Wyoming Cowboys retired numbers
| No. | Player | Playing years | No. ret. | Ref. |
| 4 | Ken Sailors | 1940–1946 | 2008 |  |
| 34 | Fennis Dembo | 1984–1988 | 2019 |  |

===All-Americans===

| Player | Year(s) | Team(s) |
| Les Witte | 1932 | Consensus First Team – Helms (1st), Converse (1st) |
| 1933 | Helms (1st) |
| 1934 | Consensus First Team – Helms (1st), Converse (1st) |
| Ken Sailors | 1943 | Consensus First Team – Helms (1st), Converse (3rd), Sporting News (1st) |
| 1946 | Consensus Second Team – Converse (2nd), True (1st), Sporting News (3rd) |
| Milo Komenich | 1946 | True (2nd) |
| John Pilch | 1950 | Look (2nd), Collier's (2nd) |
| Joe Capua | 1956 | NEA (3rd) |
| Bill Garnett | 1982 | USBWA (2nd) |
| Fennis Dembo | 1988 | AP (3rd) |

==Arena==

The Arena-Auditorium, which seats 11,612, serves as the home court for the Cowboy basketball team. Since its opening in 1982, the Cowboys have enjoyed a strong homecourt advantage at the AA.

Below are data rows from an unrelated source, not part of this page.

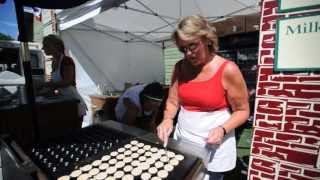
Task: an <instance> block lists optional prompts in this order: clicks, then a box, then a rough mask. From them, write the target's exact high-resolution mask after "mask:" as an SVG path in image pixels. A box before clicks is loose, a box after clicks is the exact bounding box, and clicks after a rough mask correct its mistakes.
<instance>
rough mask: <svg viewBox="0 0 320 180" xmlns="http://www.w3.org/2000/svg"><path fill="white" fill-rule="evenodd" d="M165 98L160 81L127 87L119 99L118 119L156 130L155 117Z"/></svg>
mask: <svg viewBox="0 0 320 180" xmlns="http://www.w3.org/2000/svg"><path fill="white" fill-rule="evenodd" d="M162 98H163V88H162V86H161V84H160V83H158V82H153V83H150V84H140V85H135V86H133V87H130V88H129V89H127V90H126V91H125V92H124V93H123V94H122V95H121V96H120V97H119V100H118V101H117V105H116V107H115V114H116V118H117V121H119V122H122V123H125V124H128V125H130V126H136V127H139V128H142V129H145V130H148V131H155V127H156V124H155V120H156V119H155V118H156V115H157V113H158V109H159V107H160V104H161V102H162Z"/></svg>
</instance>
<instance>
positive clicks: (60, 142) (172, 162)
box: [28, 125, 200, 180]
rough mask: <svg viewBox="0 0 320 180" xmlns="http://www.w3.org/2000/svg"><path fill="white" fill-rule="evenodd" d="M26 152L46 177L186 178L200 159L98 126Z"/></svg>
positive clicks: (55, 178) (157, 178)
mask: <svg viewBox="0 0 320 180" xmlns="http://www.w3.org/2000/svg"><path fill="white" fill-rule="evenodd" d="M28 154H29V156H30V157H31V159H32V161H33V162H34V163H35V164H36V165H37V166H38V167H39V168H40V169H41V170H42V171H43V172H44V174H46V176H47V177H48V178H49V179H90V178H92V179H152V178H153V179H159V178H160V179H175V180H176V179H186V178H188V177H189V176H190V173H192V172H194V171H195V169H197V168H198V165H199V161H200V159H199V158H197V157H194V156H191V155H188V154H184V153H181V152H179V151H177V150H175V149H170V148H168V149H164V148H163V147H162V146H161V145H160V144H156V143H153V142H149V141H146V140H143V139H140V138H138V137H134V136H132V135H129V134H126V133H125V132H122V131H117V130H115V129H110V128H107V127H104V126H101V125H94V126H89V127H86V128H83V129H80V130H77V131H74V132H71V133H69V134H67V135H65V136H62V137H59V138H55V139H52V140H50V141H47V142H44V143H39V144H36V145H34V146H33V147H32V148H31V150H30V152H29V153H28Z"/></svg>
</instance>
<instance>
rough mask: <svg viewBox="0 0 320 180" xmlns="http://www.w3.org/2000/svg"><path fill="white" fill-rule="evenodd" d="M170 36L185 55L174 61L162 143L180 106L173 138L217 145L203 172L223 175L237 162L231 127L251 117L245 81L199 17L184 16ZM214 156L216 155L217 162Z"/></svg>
mask: <svg viewBox="0 0 320 180" xmlns="http://www.w3.org/2000/svg"><path fill="white" fill-rule="evenodd" d="M172 39H173V40H174V41H175V43H176V45H177V47H178V48H179V50H180V51H181V52H182V53H184V58H183V59H182V60H180V61H179V62H177V64H176V65H175V69H174V73H173V77H172V84H171V87H170V89H169V96H168V99H167V101H166V108H165V111H164V118H163V121H162V122H161V124H160V125H159V126H158V128H157V133H158V137H159V138H160V140H162V141H163V142H164V144H165V145H166V143H167V141H168V137H169V135H170V134H171V132H172V131H173V118H174V117H175V115H176V113H177V112H178V110H179V109H180V111H179V116H178V122H177V125H176V129H175V138H177V139H179V138H184V139H188V140H190V141H193V142H195V143H199V144H201V145H203V146H208V145H209V146H218V148H217V149H212V152H216V153H215V154H214V155H213V157H212V158H213V160H212V161H211V162H209V163H208V164H207V170H208V174H209V176H210V179H223V173H221V172H224V171H229V170H231V169H233V168H234V166H235V158H234V157H235V156H236V153H235V148H236V147H235V143H234V142H235V140H234V129H235V128H236V127H238V126H240V125H241V124H243V123H244V122H245V121H246V120H247V118H248V116H249V104H248V96H247V94H248V93H247V88H246V84H245V81H244V79H243V76H242V74H241V72H240V70H239V68H238V66H237V65H236V64H235V63H233V62H232V61H229V60H227V59H225V58H223V57H220V56H218V55H217V54H216V51H217V50H218V38H217V36H216V34H215V30H214V29H213V27H211V26H210V25H209V22H208V21H207V20H206V19H204V18H203V17H201V16H188V17H185V18H183V19H182V20H181V21H180V22H179V23H178V25H177V29H176V30H175V31H174V33H173V35H172ZM202 141H203V142H202ZM230 149H231V150H230ZM218 151H219V152H218ZM229 152H230V153H231V154H232V155H230V154H228V153H229ZM217 153H218V154H219V153H220V154H219V155H217V156H216V154H217ZM218 156H219V157H218ZM229 156H232V158H229V159H228V157H229ZM221 157H223V158H222V159H221ZM215 158H218V159H219V158H220V159H219V162H221V163H218V164H219V165H217V163H216V162H217V161H215ZM224 158H225V159H224ZM223 161H225V164H224V163H223ZM230 164H231V165H230ZM219 166H220V167H219Z"/></svg>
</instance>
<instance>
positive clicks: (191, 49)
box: [179, 41, 201, 53]
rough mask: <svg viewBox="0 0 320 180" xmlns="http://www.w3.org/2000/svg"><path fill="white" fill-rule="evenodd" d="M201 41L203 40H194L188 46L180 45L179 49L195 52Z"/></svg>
mask: <svg viewBox="0 0 320 180" xmlns="http://www.w3.org/2000/svg"><path fill="white" fill-rule="evenodd" d="M200 42H201V41H198V42H192V43H190V44H189V45H187V46H186V47H179V51H181V52H182V53H187V52H188V51H190V52H195V51H196V50H197V49H198V47H199V44H200Z"/></svg>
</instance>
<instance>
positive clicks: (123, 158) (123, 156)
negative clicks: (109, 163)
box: [116, 154, 125, 160]
mask: <svg viewBox="0 0 320 180" xmlns="http://www.w3.org/2000/svg"><path fill="white" fill-rule="evenodd" d="M116 158H117V159H118V160H122V159H124V158H125V155H124V154H119V155H118V156H117V157H116Z"/></svg>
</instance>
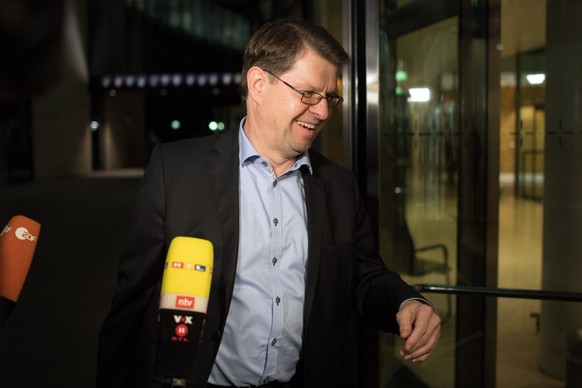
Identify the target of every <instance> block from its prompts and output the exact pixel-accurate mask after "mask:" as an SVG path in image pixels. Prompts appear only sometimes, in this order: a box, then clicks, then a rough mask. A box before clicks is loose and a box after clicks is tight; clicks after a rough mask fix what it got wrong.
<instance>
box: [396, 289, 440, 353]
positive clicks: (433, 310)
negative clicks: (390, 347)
mask: <svg viewBox="0 0 582 388" xmlns="http://www.w3.org/2000/svg"><path fill="white" fill-rule="evenodd" d="M396 321H397V322H398V325H399V326H400V338H402V339H403V340H405V341H406V342H405V343H404V346H403V347H402V349H400V355H401V356H402V357H403V358H404V359H405V360H408V361H412V362H422V361H425V360H426V359H427V358H428V357H429V356H430V355H431V353H432V352H433V350H434V349H435V347H436V344H437V342H438V340H439V337H440V335H441V318H440V317H439V316H438V314H437V313H436V312H435V311H434V309H433V308H432V307H431V306H430V305H428V304H425V303H422V302H420V301H418V300H409V301H407V302H405V303H404V304H403V305H402V306H401V307H400V311H399V312H398V314H396Z"/></svg>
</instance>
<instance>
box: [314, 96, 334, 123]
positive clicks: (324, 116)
mask: <svg viewBox="0 0 582 388" xmlns="http://www.w3.org/2000/svg"><path fill="white" fill-rule="evenodd" d="M310 110H311V111H312V112H313V113H314V114H315V115H316V116H317V117H319V119H320V120H327V119H328V118H329V116H330V114H331V109H330V107H329V101H327V100H326V99H325V98H322V99H321V101H319V102H318V103H317V104H315V105H311V109H310Z"/></svg>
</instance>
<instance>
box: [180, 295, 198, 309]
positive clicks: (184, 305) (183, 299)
mask: <svg viewBox="0 0 582 388" xmlns="http://www.w3.org/2000/svg"><path fill="white" fill-rule="evenodd" d="M176 308H185V309H188V310H194V297H192V296H180V295H179V296H177V297H176Z"/></svg>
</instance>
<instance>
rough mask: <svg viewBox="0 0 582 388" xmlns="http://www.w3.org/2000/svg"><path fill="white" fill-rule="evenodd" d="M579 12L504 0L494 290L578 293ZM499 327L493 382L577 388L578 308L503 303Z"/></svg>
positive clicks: (576, 3) (565, 305)
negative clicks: (494, 279)
mask: <svg viewBox="0 0 582 388" xmlns="http://www.w3.org/2000/svg"><path fill="white" fill-rule="evenodd" d="M581 14H582V3H580V2H562V1H553V0H547V1H529V0H503V1H501V45H500V47H498V49H499V55H500V56H501V63H502V70H501V74H500V77H499V78H500V84H501V100H500V105H501V109H500V112H501V113H500V118H499V119H500V130H501V136H500V140H501V141H500V156H501V163H500V166H501V171H500V172H501V178H500V182H501V185H500V187H501V195H500V203H499V287H504V288H521V289H535V290H538V289H543V290H546V291H570V292H581V291H582V286H581V282H580V280H579V279H580V278H579V274H580V271H581V270H582V268H581V267H582V261H581V260H580V253H582V242H581V239H580V236H582V234H581V233H580V231H581V230H582V212H581V211H580V209H582V179H580V174H579V168H580V166H581V165H582V156H581V153H582V131H580V128H581V124H582V118H581V116H580V114H579V112H580V99H581V89H580V79H581V76H582V50H581V48H582V47H581V43H580V39H579V36H580V34H581V33H582V27H581V24H580V15H581ZM512 159H513V161H512ZM512 176H513V177H515V179H512V178H511V177H512ZM542 198H543V202H541V200H542ZM497 328H498V338H497V378H496V380H497V386H500V387H505V386H518V385H519V386H544V387H560V386H562V387H563V386H564V380H566V386H578V385H579V381H580V380H570V381H568V374H567V368H566V367H567V365H568V363H569V362H571V361H570V360H571V358H568V356H567V354H566V351H567V338H568V334H569V332H570V331H571V330H578V329H580V328H582V307H581V306H580V304H579V303H558V302H547V301H537V300H534V301H526V300H523V301H520V300H516V301H509V300H503V299H500V300H499V303H498V325H497ZM574 368H575V370H576V369H577V370H578V372H576V371H575V370H574V374H575V375H576V374H578V375H579V374H580V372H579V370H580V365H579V364H578V365H577V366H576V365H575V366H574ZM570 377H571V376H570ZM578 378H579V377H578ZM575 381H578V384H577V383H576V382H575Z"/></svg>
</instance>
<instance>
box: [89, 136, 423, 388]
mask: <svg viewBox="0 0 582 388" xmlns="http://www.w3.org/2000/svg"><path fill="white" fill-rule="evenodd" d="M237 132H238V131H237V130H231V131H228V132H226V133H224V134H222V135H215V136H209V137H205V138H199V139H191V140H183V141H178V142H173V143H166V144H163V145H160V146H158V147H156V149H155V150H154V152H153V154H152V157H151V160H150V163H149V164H148V167H147V169H146V172H145V174H144V180H143V186H142V189H141V190H140V193H139V195H138V200H137V208H136V213H135V220H134V225H133V228H132V231H131V234H130V238H129V241H128V245H127V248H126V250H125V252H124V254H123V255H122V257H121V260H120V263H119V279H118V280H119V287H118V289H117V291H116V293H115V296H114V299H113V302H112V308H111V311H110V313H109V315H108V317H107V318H106V320H105V322H104V324H103V327H102V329H101V333H100V344H99V354H98V371H97V382H98V387H107V388H111V387H133V386H135V387H146V386H150V385H149V384H150V383H149V382H148V381H149V379H150V377H151V375H152V374H153V373H154V365H155V353H156V337H157V326H156V320H157V303H158V298H159V290H160V281H161V275H162V271H163V267H164V262H165V257H166V251H167V248H168V246H169V244H170V242H171V240H172V239H173V238H174V237H176V236H192V237H199V238H204V239H208V240H210V241H211V242H212V244H213V245H214V256H215V262H214V271H213V280H212V287H211V291H210V301H209V306H208V313H207V319H206V325H205V329H204V334H203V336H202V340H201V343H200V345H199V348H198V351H197V356H196V360H195V362H194V364H193V366H192V372H191V381H192V382H193V383H194V386H196V387H204V386H205V382H206V381H207V379H208V376H209V374H210V371H211V369H212V366H213V362H214V358H215V356H216V353H217V351H218V346H219V344H220V338H221V333H222V330H223V328H224V324H225V321H226V316H227V313H228V308H229V303H230V300H231V296H232V291H233V284H234V279H235V270H236V262H237V255H238V235H239V233H238V232H239V231H238V228H239V195H238V194H239V193H238V179H239V173H238V171H239V170H238V168H239V167H238V163H239V161H238V155H239V151H238V149H239V146H238V136H237ZM310 158H311V162H312V166H313V175H311V174H309V172H304V173H303V178H304V184H305V197H306V206H307V214H308V236H309V257H308V261H307V263H308V264H307V266H308V267H307V281H306V289H305V307H304V335H303V346H302V354H301V361H300V366H299V367H298V372H297V374H296V378H294V383H295V385H294V386H308V387H325V386H330V387H332V386H333V387H340V386H343V385H344V384H345V381H344V380H345V374H344V373H340V371H343V370H344V368H345V365H344V359H343V355H344V353H345V352H344V350H345V347H346V342H347V338H348V327H349V320H350V316H351V312H352V311H353V310H354V309H355V310H356V311H357V312H358V313H359V314H360V315H362V316H363V317H365V318H366V319H367V321H368V322H370V323H372V324H374V325H375V326H377V327H378V328H380V329H382V330H386V331H392V332H397V330H398V327H397V323H396V320H395V316H396V313H397V311H398V308H399V306H400V304H401V303H402V302H403V301H404V300H405V299H408V298H418V297H420V295H419V294H418V293H416V292H415V291H414V290H413V288H411V287H409V286H408V285H406V284H405V283H404V282H403V281H402V280H401V279H400V277H399V276H398V275H397V274H396V273H394V272H391V271H389V270H387V269H386V268H385V266H384V264H383V262H382V259H381V258H380V257H379V255H378V253H377V251H376V249H375V247H374V242H373V236H372V231H371V227H370V223H369V220H368V216H367V213H366V211H365V209H364V206H363V202H362V199H361V198H360V194H359V190H358V186H357V182H356V180H355V178H354V176H353V174H352V173H351V172H350V171H348V170H346V169H345V168H343V167H340V166H338V165H336V164H334V163H332V162H331V161H329V160H327V159H325V158H324V157H323V156H321V155H319V154H317V153H315V152H310ZM297 376H300V377H297ZM151 386H155V385H151Z"/></svg>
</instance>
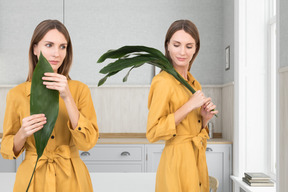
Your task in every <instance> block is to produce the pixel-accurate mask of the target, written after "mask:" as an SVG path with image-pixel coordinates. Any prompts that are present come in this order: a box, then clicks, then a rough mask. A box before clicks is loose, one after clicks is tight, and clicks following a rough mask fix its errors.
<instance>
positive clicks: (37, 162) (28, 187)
mask: <svg viewBox="0 0 288 192" xmlns="http://www.w3.org/2000/svg"><path fill="white" fill-rule="evenodd" d="M39 158H40V157H39V156H37V160H36V163H35V167H34V170H33V173H32V176H31V179H30V181H29V184H28V187H27V189H26V192H28V190H29V187H30V184H31V181H32V178H33V176H34V173H35V169H36V166H37V163H38V160H39Z"/></svg>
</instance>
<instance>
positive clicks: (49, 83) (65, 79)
mask: <svg viewBox="0 0 288 192" xmlns="http://www.w3.org/2000/svg"><path fill="white" fill-rule="evenodd" d="M44 75H45V76H44V77H42V79H43V80H44V81H43V84H44V85H46V88H47V89H54V90H58V91H59V94H60V97H61V98H62V99H63V100H64V103H65V106H66V109H67V112H68V115H69V119H70V123H71V125H72V128H73V129H75V128H76V127H77V124H78V120H79V117H80V113H79V111H78V108H77V106H76V104H75V101H74V99H73V97H72V95H71V92H70V89H69V86H68V81H67V78H66V77H65V76H64V75H60V74H58V73H44Z"/></svg>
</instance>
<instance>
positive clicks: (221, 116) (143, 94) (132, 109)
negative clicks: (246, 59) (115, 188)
mask: <svg viewBox="0 0 288 192" xmlns="http://www.w3.org/2000/svg"><path fill="white" fill-rule="evenodd" d="M12 87H13V86H0V132H3V119H4V113H5V107H6V95H7V93H8V91H9V89H11V88H12ZM89 87H90V90H91V95H92V99H93V102H94V107H95V110H96V114H97V122H98V126H99V129H100V132H102V133H145V132H146V122H147V114H148V108H147V102H148V94H149V89H150V86H149V85H147V86H145V85H144V86H142V85H141V86H118V85H117V86H103V87H97V86H89ZM233 87H234V86H233V83H231V84H227V85H223V86H215V85H213V86H208V85H206V86H205V85H202V89H203V92H204V93H205V95H206V96H209V97H211V98H212V100H213V102H214V103H215V104H216V105H217V109H218V110H219V115H218V117H213V119H212V123H213V127H214V130H213V132H216V133H222V135H223V137H224V138H227V137H228V138H229V137H230V136H229V135H231V130H233V129H232V128H233ZM231 118H232V119H231ZM223 132H225V133H223ZM226 132H227V134H226ZM232 134H233V133H232Z"/></svg>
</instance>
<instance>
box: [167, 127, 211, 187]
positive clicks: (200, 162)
mask: <svg viewBox="0 0 288 192" xmlns="http://www.w3.org/2000/svg"><path fill="white" fill-rule="evenodd" d="M207 139H209V136H208V133H207V131H206V129H202V130H201V131H200V133H199V134H198V135H196V136H190V135H178V136H176V137H174V138H173V139H170V140H168V141H166V145H174V144H178V143H185V142H191V143H192V145H193V147H194V148H197V149H198V151H199V154H198V156H196V163H197V168H198V176H199V181H200V183H201V191H205V192H206V191H207V192H208V191H209V175H208V168H207V163H206V147H207Z"/></svg>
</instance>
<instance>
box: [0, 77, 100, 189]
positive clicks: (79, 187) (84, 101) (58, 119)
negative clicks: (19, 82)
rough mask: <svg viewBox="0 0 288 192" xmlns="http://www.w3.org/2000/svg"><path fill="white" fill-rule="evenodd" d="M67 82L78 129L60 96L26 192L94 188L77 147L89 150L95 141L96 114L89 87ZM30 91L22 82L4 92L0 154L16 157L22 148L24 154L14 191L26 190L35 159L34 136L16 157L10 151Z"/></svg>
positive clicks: (19, 127)
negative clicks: (53, 127)
mask: <svg viewBox="0 0 288 192" xmlns="http://www.w3.org/2000/svg"><path fill="white" fill-rule="evenodd" d="M68 85H69V88H70V91H71V94H72V97H73V98H74V101H75V103H76V106H77V107H78V110H79V112H80V118H79V121H78V125H77V128H76V129H74V130H73V129H72V127H71V124H70V122H69V116H68V113H67V111H66V106H65V103H64V101H63V100H62V98H61V97H59V115H58V118H57V121H56V124H55V127H54V130H53V132H52V134H51V137H50V139H49V141H48V144H47V146H46V148H45V150H44V153H43V155H42V157H41V158H40V159H39V161H38V164H37V167H36V171H35V174H34V177H33V180H32V182H31V185H30V188H29V192H34V191H35V192H39V191H41V192H54V191H57V192H58V191H59V192H60V191H69V192H90V191H93V187H92V183H91V178H90V175H89V172H88V169H87V167H86V166H85V164H84V163H83V161H82V160H81V159H80V157H79V151H78V150H83V151H88V150H89V149H91V148H92V147H93V146H94V145H95V144H96V142H97V139H98V135H99V132H98V127H97V120H96V113H95V110H94V106H93V102H92V98H91V94H90V90H89V88H88V87H87V86H86V85H85V84H83V83H81V82H79V81H74V80H69V81H68ZM30 90H31V82H25V83H22V84H20V85H18V86H16V87H14V88H12V89H11V90H10V91H9V92H8V94H7V101H6V103H7V104H6V111H5V119H4V124H3V139H2V143H1V154H2V156H3V158H6V159H15V158H17V157H18V156H19V155H20V154H21V153H22V152H23V151H24V150H25V153H26V154H25V159H24V160H23V162H22V163H21V165H20V166H19V168H18V170H17V173H16V179H15V184H14V190H13V191H14V192H18V191H19V192H20V191H21V192H23V191H26V188H27V186H28V183H29V180H30V178H31V175H32V172H33V169H34V166H35V162H36V158H37V154H36V148H35V140H34V136H33V135H32V136H30V137H29V138H27V140H26V143H25V144H24V147H23V149H22V150H21V152H20V154H19V155H18V156H17V157H16V156H15V155H14V152H13V139H14V136H15V134H16V133H17V132H18V130H19V129H20V127H21V124H22V119H23V118H24V117H27V116H29V115H30Z"/></svg>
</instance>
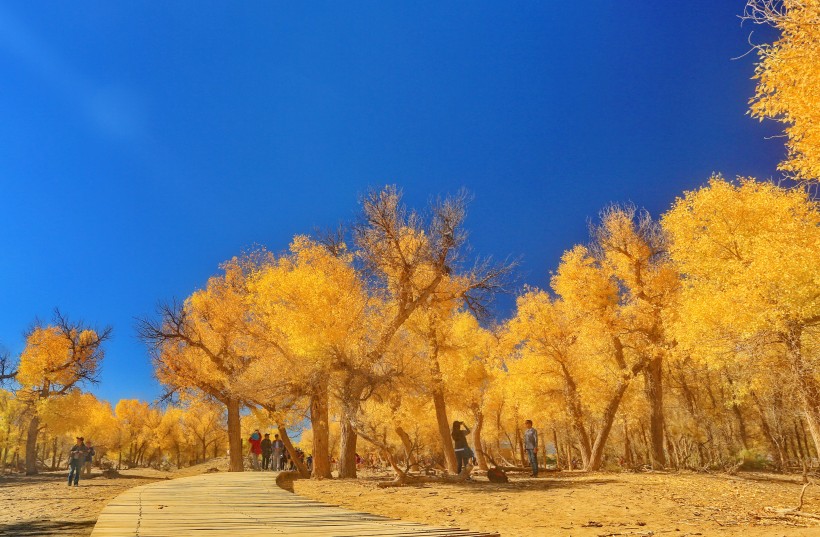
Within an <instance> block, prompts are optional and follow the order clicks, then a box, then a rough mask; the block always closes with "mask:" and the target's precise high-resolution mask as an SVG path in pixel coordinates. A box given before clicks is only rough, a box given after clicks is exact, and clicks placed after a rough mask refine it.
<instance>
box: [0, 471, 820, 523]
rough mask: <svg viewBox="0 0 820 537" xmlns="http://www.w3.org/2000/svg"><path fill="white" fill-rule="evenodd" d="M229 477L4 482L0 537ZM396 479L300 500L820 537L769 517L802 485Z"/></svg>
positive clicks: (3, 486) (569, 520) (326, 487)
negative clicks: (174, 489)
mask: <svg viewBox="0 0 820 537" xmlns="http://www.w3.org/2000/svg"><path fill="white" fill-rule="evenodd" d="M213 467H216V468H218V469H219V470H220V471H225V470H227V460H225V459H221V460H217V461H211V462H208V463H204V464H201V465H199V466H194V467H191V468H184V469H182V470H180V471H177V472H159V471H156V470H150V469H139V470H125V471H123V472H121V474H122V475H121V477H117V478H113V479H106V478H104V477H102V476H101V475H99V473H97V472H94V474H93V476H92V478H91V479H83V480H81V481H80V486H79V487H76V488H75V487H68V486H67V485H66V472H65V471H62V472H54V473H51V472H48V473H44V474H41V475H39V476H34V477H24V476H19V475H15V476H4V477H0V506H2V509H0V536H11V535H14V536H18V535H20V536H23V535H37V536H57V535H60V536H72V537H73V536H87V535H89V534H90V533H91V530H92V529H93V528H94V523H95V521H96V519H97V516H98V515H99V513H100V511H102V509H103V507H104V506H105V504H106V503H107V502H108V501H109V500H110V499H112V498H114V497H115V496H117V495H118V494H120V493H121V492H123V491H124V490H126V489H128V488H131V487H134V486H137V485H142V484H145V483H151V482H154V481H157V480H159V479H169V478H174V477H183V476H189V475H197V474H200V473H202V472H204V471H206V470H207V469H209V468H213ZM388 477H389V476H386V475H375V474H365V475H364V476H362V478H361V479H360V480H358V481H353V480H343V481H338V480H323V481H312V480H300V481H297V482H296V483H295V488H296V492H297V493H299V494H302V495H304V496H308V497H311V498H315V499H317V500H321V501H323V502H326V503H331V504H336V505H341V506H344V507H349V508H352V509H356V510H360V511H368V512H371V513H375V514H381V515H385V516H390V517H394V518H402V519H406V520H413V521H417V522H424V523H428V524H435V525H442V526H456V527H461V528H468V529H471V530H476V531H487V532H500V533H501V535H502V536H503V537H515V536H519V535H520V536H524V535H526V536H528V537H529V536H534V535H536V536H540V535H544V536H551V535H556V536H579V537H583V536H595V537H599V536H615V535H644V536H648V535H674V536H676V537H677V536H681V537H682V536H691V535H704V536H709V535H720V536H722V535H744V536H746V535H748V536H752V537H755V536H764V535H765V536H781V535H782V536H789V537H791V536H819V535H820V521H818V522H812V521H810V520H807V519H797V518H782V517H780V518H778V517H774V516H773V515H772V514H771V513H766V512H765V511H764V507H766V506H771V507H776V508H783V507H794V506H795V505H796V503H797V498H798V495H799V493H800V489H801V485H800V483H799V482H800V478H799V476H779V475H771V474H751V473H746V474H739V475H738V476H735V477H729V476H725V475H704V474H690V473H659V472H651V473H643V474H632V473H599V474H592V475H585V474H580V473H575V474H573V473H564V474H548V475H547V476H546V477H542V478H538V479H531V478H522V477H515V475H514V474H513V477H512V482H511V483H509V484H492V483H489V482H488V481H487V480H486V479H484V478H482V477H481V476H480V475H476V476H475V478H474V479H475V480H474V481H473V482H467V483H463V484H446V485H445V484H438V483H437V484H426V485H421V486H412V487H403V488H391V489H379V488H377V487H376V482H377V481H378V480H382V479H386V478H388ZM803 510H804V511H807V512H813V513H820V485H812V486H810V487H809V488H808V489H807V490H806V494H805V498H804V505H803Z"/></svg>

Wyoming's first home court was a small, red-brick building known as the "Little Red Gym." That was followed by the Half Acre Gym, which served as the Cowboys' home from 1925 to 1951 and seated just over 4,000; the Cowboys had a record of 222–44 in the building. The Cowboys moved into War Memorial Fieldhouse in 1951 and remained there until the Arena-Auditorium opened in 1982.